By the end of the upcoming week it may be clear if is the next Euro country to join the bailed-outs, (Greece and Ireland).  Portugal is reported to be under pressure – just as Ireland was – to accept a bailout package within the coming weeks, and the outcome of Friday’s EU meeting could decide whether it will join the European bailout camp or not.

“An impending rate rise from the European Central Bank won’t make its refinancing task any easier.”

Gavan Nolan


Expectations amongst market participants are high before the important EU meetings on March 11,  and particularly; March 24, The hope is that the EU leaders finally will come up with an EFSF that fits the  purpose, and address the underlying solvency issues of the euro zone. However, these hopes seem to have dwindled over the last two weeks due to Germany hardening its stance.

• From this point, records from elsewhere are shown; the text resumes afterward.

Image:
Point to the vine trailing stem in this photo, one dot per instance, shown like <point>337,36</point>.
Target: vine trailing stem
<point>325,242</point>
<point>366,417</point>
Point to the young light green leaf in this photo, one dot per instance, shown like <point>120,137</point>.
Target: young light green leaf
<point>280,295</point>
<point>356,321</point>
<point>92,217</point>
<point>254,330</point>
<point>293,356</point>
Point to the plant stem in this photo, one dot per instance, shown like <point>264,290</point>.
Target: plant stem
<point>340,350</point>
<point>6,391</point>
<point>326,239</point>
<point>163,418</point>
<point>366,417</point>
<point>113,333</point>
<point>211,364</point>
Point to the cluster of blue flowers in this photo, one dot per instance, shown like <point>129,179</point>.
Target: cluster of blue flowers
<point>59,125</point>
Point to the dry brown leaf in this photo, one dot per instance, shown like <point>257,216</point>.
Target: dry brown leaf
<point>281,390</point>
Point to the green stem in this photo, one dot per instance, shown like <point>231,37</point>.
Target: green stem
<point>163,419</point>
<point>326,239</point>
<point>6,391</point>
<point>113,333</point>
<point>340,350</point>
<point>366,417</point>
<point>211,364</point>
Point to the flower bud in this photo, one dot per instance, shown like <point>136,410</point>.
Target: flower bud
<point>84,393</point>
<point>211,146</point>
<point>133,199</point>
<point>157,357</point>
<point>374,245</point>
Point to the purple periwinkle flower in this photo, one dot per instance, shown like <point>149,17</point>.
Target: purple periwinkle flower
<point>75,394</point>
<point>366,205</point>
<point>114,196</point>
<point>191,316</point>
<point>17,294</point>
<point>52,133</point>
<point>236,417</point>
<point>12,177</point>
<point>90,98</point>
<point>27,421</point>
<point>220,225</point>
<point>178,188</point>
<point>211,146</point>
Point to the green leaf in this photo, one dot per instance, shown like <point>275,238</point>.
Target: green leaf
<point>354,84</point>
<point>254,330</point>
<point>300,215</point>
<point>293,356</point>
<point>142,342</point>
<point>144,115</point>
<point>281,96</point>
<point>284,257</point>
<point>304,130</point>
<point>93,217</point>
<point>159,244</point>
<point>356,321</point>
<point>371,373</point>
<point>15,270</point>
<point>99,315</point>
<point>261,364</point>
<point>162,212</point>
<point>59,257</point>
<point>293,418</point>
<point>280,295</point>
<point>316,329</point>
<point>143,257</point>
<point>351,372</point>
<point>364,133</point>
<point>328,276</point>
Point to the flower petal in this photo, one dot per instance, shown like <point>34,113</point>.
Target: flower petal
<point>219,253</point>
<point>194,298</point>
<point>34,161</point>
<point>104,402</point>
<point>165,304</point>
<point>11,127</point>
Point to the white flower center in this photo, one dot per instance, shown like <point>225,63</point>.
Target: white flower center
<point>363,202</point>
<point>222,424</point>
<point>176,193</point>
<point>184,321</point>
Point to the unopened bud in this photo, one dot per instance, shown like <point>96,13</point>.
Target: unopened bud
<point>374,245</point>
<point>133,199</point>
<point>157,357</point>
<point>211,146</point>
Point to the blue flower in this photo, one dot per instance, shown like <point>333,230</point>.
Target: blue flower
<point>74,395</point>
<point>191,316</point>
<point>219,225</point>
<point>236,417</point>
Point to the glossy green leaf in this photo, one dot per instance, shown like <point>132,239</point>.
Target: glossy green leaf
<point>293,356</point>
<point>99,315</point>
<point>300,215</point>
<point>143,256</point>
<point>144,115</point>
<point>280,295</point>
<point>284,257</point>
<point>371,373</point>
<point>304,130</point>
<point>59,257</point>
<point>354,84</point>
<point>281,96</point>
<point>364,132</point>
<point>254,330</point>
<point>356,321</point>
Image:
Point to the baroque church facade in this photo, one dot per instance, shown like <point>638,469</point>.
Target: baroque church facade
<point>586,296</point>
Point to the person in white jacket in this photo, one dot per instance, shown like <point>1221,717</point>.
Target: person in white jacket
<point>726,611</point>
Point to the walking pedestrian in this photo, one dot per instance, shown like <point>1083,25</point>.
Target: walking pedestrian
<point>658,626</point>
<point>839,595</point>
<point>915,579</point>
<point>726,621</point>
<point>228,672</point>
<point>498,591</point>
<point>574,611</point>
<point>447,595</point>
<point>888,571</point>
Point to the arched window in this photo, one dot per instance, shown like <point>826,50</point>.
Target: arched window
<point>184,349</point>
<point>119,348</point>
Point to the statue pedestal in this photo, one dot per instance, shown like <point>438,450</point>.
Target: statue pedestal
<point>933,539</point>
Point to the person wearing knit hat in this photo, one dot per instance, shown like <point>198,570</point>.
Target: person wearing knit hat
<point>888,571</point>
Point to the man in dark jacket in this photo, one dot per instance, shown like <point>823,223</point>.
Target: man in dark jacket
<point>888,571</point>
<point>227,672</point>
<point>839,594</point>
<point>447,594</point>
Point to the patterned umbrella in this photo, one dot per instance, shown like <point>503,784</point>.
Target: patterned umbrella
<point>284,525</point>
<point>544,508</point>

Investors are all too aware that the European sovereign debt crisis is far from resolved:

Sovereign spreads tightened earlier this year after the ECB intervened in the government bond market. But the improvement was also driven by hopes that the EU was finally becoming less reactive in its approach to tackling the crisis, according to last weeks market summary by Markit Credit Research.

“Portugal is thought to be under pressure to accept a bailout in the coming weeks. An impending rate rise from the ECB won’t make its refinancing task any easier. The outcome of next Friday’s meeting could decide whether it joins Greece and Ireland in the bailout camp,” analyst Gavan Nolan at Markit writes.

However, Libya, Middle-Eeast and rising oil prices are likely to disturb the shaky markets even more in the near future.

Oil, who has been the cause of several recessions during the last 40 years, still has had a significant bearing on trading sentiment

Right now there is two conflicting forces vying for influence over the credit markets, Nolan points out.

“The price of crude has fluctuated between $112 and $118 a barrel in response to events in the Middle East and North Africa. Libya appears to in the early stages of a civil war, with today being called a “Friday of Freedom” by anti-Gaddafi protesters. Government forces have launched counter-attacks on the rebels, and the air force have launched an offensive against Brega, home to Libya’s second-largest largest hydrocarbons centre. Oil supply has been seriously curtailed and this has placed upward pressure on the oil price,” he writes.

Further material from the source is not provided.